エリゼちゃんには旅立ち前にモモを一人いじめしてごめんねと話したら、私はお姉ちゃんだから我慢できると、謎の解答をもらったが気をつかってくれたんだろう。
お風呂上がりのモモにその話をしたら、この1週間、毎回布団に入ってきて元気でねって泣いてましたからねとのことだ。お姉ちゃんは涙脆なぁ。

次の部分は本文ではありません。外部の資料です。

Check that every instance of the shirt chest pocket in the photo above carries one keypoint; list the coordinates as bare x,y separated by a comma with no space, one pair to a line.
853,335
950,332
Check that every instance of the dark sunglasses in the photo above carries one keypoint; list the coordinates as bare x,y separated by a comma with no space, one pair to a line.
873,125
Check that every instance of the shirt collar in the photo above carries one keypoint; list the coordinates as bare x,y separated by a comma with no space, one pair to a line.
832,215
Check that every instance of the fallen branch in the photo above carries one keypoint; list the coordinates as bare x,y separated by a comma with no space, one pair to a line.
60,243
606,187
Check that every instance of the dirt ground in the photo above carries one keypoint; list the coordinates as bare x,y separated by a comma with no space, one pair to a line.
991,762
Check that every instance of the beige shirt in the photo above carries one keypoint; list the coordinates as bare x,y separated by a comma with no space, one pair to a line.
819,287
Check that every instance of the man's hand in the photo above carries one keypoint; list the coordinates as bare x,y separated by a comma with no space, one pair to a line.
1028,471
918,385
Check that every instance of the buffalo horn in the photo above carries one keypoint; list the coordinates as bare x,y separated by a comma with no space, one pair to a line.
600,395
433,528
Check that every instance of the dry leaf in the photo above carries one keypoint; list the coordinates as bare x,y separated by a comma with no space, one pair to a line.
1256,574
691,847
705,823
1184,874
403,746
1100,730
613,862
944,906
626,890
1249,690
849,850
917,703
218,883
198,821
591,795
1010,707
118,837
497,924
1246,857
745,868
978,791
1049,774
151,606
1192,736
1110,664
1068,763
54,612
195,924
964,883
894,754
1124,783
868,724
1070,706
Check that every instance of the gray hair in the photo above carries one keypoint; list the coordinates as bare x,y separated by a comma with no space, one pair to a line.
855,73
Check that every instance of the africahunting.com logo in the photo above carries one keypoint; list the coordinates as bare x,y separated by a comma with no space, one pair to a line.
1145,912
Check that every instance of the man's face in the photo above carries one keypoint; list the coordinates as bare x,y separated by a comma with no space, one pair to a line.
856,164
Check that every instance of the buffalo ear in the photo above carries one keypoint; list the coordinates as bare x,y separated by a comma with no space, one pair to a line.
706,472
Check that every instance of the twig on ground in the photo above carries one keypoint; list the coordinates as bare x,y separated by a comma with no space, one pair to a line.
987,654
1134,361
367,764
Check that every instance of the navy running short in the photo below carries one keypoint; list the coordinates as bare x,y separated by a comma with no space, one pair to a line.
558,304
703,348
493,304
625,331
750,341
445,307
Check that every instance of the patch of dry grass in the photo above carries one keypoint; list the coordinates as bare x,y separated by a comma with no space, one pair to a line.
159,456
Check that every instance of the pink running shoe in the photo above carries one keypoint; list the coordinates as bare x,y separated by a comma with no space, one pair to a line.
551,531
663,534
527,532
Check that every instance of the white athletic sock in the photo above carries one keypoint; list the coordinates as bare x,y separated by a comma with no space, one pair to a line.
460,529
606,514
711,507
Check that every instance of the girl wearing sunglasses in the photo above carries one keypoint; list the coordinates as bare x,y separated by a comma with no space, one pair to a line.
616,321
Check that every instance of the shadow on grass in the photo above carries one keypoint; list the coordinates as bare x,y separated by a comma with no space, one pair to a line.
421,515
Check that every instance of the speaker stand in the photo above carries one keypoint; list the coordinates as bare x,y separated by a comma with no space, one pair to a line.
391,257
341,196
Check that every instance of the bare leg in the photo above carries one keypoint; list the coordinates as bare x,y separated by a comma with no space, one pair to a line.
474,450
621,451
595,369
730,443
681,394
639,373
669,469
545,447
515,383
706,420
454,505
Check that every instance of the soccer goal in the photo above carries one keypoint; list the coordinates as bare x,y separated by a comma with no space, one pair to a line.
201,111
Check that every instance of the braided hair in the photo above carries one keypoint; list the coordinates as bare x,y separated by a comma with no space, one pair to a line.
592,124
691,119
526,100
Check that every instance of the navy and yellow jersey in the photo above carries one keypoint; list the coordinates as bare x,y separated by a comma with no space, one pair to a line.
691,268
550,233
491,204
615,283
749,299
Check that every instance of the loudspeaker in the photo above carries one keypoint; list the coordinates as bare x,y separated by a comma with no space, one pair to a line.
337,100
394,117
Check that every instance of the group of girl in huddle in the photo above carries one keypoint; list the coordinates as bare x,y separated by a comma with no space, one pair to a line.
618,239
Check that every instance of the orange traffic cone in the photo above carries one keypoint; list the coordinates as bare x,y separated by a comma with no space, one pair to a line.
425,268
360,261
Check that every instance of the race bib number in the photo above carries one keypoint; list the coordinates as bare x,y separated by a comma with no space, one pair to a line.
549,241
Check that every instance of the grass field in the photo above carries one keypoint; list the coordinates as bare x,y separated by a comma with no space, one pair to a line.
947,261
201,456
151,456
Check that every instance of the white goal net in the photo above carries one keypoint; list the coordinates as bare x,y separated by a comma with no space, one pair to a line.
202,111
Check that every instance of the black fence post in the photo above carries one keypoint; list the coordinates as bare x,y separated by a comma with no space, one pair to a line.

今日は大福も俺の部屋にきてモモの横で丸くなる。部屋が別々になってから姉さんと2人で寝るのが当たり前だったから懐かしさを感じる。
電気を消して真っ暗にする。少し時間が経って、眠れずにいるとモモが布団に潜り込んでくる。
頭を撫でてやる。小さい時に1枚の布団で収まっていたのにもう無理だな。
「でかくなったな」
「ふふ、そうだね。最初の頃なら1枚で収まってたのに」
「俺も同じこと考えてたよ」
2人で笑っていると、姉さんと大福が間に割り込んでくる。この幸せなギュウギュウ感。
「お姉ちゃんも大福様も狭いです。でも暖かい」
「にゃーん」
「帰ってくるときは彼氏ですか?」
「そんなに早く連れてこなくていいからね」
「神様の彼氏みたいな人は捕まえてこないようにしますね」
「冗談でもやめてくれ。失神しそうになる」
たわいない馬鹿話をして、寂しいねなんて話をせず、自然体で眠ることができた。
いつも通りの朝、普段と変わりない朝食。
普段と違うのはモモの服装と向かう先だ。
軽装すぎても道中怪しまれるので、大きなバックパックに腰には剣、弓はバック下げ、すぐ取り出せるような物、薬草などを腰につけたポーチに入れて準備は万端。
玄関を出て森の中に入るギリギリまで家族一同、動物達も含めてついていく。
モモだけ最後に先に進み振り返る。大丈夫、お互いに泣いてなんていない。
「お父さん、皆んな、見送りありがとう。ここまでで大丈夫です」
「道中、気をつけてな」
「お姉ちゃんにも手紙書いてな」
「わかってます。お姉ちゃんもお父さんがお酒飲みすぎたり、寝坊しないように、見ていてくださいね」
「ん! お姉ちゃんに任せろ!」
エリゼちゃんが喜んどる。本当に叩いて起こされそうだから、早起きを心がけよう。
「では、いってきます」
「いってらっしゃい」
いい笑顔だったな。モモがもう見えなくなってしまった。